What is the Accurate Time

What's the exact time?

Most accurate watch ever WHEN TIME does not wait for a person, then even man's imagination does not wait to measure its passage. Over the course of time, more robust and accurate watches have resulted in progress in communication and navigational techniques. Now, a watch that is 1000x more accurate than all its precursors has another scale and could even be used to define the length of a second more precisely.

This new watch is a variation of the nuclear watches that were published in the fifties. As a rule, the atomic clocks function by determining the frequencies with which atom resonate. Thus, for example, the external electron of a caesium-133 is oscillating between two energetic states exactly 9,192,631,770 x per second and emits a microwave with exactly this number.

Since 1967 this feature has been used to determine what we mean by 1 second - it is formally the time it would take a ceasium cell to vibrate 9,192,631,770 time. This could be attributed to an exactness of 1 part in 1010 by the first nuclear watches. Today's cesium watches can accurately clock the time with an precision of 1 in 1015 or 1 second in about 30 million years.

So, what ticking quicker than a case of cesium? Among the studied metals are jtterbium, quicksilver and strontium, which resonate 429,228,004,229,952 x per second. However, so far it has been virtually unthinkable to develop a useful nuclear Strontium watch. Basically, there are two possibilities to make a chronometer: to use the vibrations of a singular nucleus or to do the same with many nucleus simultaneously.

One of the advantages of using a singular nucleus is that it is relatively simple to screen it from outside electro-magnetic waves that disturb its vibrational wave. However, the drawback is that it is incredibly hard to precisely detect a singular nucleus that vibrates at such a high rate. Polyatomic clocks produce a much brighter sound, but are less accurate because the electro-magnetic field of the nuclei interferes with each other.

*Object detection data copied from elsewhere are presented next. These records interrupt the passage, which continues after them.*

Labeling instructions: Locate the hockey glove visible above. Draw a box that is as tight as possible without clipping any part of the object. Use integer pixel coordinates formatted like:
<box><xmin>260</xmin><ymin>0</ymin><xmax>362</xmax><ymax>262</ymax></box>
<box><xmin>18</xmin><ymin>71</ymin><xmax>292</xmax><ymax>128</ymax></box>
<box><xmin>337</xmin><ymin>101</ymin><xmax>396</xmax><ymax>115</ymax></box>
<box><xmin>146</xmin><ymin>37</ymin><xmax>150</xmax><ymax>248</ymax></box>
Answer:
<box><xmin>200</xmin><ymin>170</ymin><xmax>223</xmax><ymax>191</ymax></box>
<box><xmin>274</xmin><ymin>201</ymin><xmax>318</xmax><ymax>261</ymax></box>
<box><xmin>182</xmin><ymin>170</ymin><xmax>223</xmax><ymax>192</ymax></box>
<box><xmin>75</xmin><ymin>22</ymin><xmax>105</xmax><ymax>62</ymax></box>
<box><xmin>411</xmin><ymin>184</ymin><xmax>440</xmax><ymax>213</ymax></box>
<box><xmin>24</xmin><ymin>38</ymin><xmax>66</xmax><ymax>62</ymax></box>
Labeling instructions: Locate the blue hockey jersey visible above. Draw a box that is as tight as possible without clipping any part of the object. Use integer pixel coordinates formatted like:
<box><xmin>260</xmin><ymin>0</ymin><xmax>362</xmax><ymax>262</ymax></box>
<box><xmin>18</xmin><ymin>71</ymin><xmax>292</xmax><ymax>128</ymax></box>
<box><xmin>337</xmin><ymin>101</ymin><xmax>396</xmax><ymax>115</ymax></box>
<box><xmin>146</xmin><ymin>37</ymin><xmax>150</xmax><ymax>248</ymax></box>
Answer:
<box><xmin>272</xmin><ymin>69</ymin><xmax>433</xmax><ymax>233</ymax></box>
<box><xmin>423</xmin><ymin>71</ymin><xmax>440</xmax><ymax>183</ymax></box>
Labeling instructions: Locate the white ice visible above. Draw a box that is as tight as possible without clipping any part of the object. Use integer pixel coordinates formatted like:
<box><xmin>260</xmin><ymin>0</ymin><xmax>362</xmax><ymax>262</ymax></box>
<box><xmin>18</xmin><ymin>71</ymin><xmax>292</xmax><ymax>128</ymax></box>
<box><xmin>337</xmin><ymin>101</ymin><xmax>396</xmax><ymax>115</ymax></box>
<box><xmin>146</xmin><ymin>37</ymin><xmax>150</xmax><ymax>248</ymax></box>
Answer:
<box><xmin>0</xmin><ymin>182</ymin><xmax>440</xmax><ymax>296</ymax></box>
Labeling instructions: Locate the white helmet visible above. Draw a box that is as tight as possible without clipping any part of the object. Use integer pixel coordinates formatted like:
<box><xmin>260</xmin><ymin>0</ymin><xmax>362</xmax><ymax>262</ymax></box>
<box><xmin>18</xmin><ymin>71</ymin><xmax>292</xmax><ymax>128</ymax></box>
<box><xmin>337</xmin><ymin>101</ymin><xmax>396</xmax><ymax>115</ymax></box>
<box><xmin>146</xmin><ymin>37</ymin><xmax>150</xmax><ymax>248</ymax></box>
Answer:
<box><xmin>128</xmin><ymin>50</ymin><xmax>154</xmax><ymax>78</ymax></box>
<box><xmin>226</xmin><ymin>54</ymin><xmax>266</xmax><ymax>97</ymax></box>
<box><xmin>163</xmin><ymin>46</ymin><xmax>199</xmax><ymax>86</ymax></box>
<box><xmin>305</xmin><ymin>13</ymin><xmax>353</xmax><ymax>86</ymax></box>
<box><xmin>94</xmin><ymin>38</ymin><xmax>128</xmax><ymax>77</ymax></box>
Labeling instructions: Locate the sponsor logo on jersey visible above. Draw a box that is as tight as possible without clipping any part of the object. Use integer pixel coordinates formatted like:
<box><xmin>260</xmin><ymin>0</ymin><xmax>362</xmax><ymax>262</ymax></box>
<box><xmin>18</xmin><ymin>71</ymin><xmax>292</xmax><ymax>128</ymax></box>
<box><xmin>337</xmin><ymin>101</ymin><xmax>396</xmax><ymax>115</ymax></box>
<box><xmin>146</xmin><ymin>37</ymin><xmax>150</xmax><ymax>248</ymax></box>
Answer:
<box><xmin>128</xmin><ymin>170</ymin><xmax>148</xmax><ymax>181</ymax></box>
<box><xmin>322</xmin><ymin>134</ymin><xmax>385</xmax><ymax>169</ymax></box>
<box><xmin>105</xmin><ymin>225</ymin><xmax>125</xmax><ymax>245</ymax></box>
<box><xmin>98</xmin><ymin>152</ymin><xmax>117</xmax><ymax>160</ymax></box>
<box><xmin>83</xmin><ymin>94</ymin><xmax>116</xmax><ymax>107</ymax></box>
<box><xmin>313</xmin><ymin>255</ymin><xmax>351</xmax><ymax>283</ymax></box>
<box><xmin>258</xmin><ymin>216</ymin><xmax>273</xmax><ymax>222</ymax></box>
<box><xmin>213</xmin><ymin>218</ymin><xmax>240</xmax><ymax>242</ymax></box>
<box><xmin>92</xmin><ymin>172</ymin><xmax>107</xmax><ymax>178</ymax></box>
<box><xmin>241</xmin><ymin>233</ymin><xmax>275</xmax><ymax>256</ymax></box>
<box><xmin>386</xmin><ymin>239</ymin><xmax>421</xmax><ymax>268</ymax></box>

As a result, a range of sources of energy is created, each of which carries a strontium nucleus, much like any well in an eggs container contains an egg (see diagram). In this way, the electro-magnetic field of single atomic particles is prevented from disturbing their neighbors, and the vibration signal of many atomic particles can be detected at once.

Experiments so far to produce watches in this way have been unsuccessful because the laser traps themselves interfere with the vibrational frequence of the atom. Katori's group has bypassed this by adjusting the laser intensities so that they change the higher and lower transitional energies of the strontium by exactly the same amount so that the vibrational frequencies remain unchanged.

The Katori claim that this "optical grating clock" will keep time with an exactness of 1 part in 1018.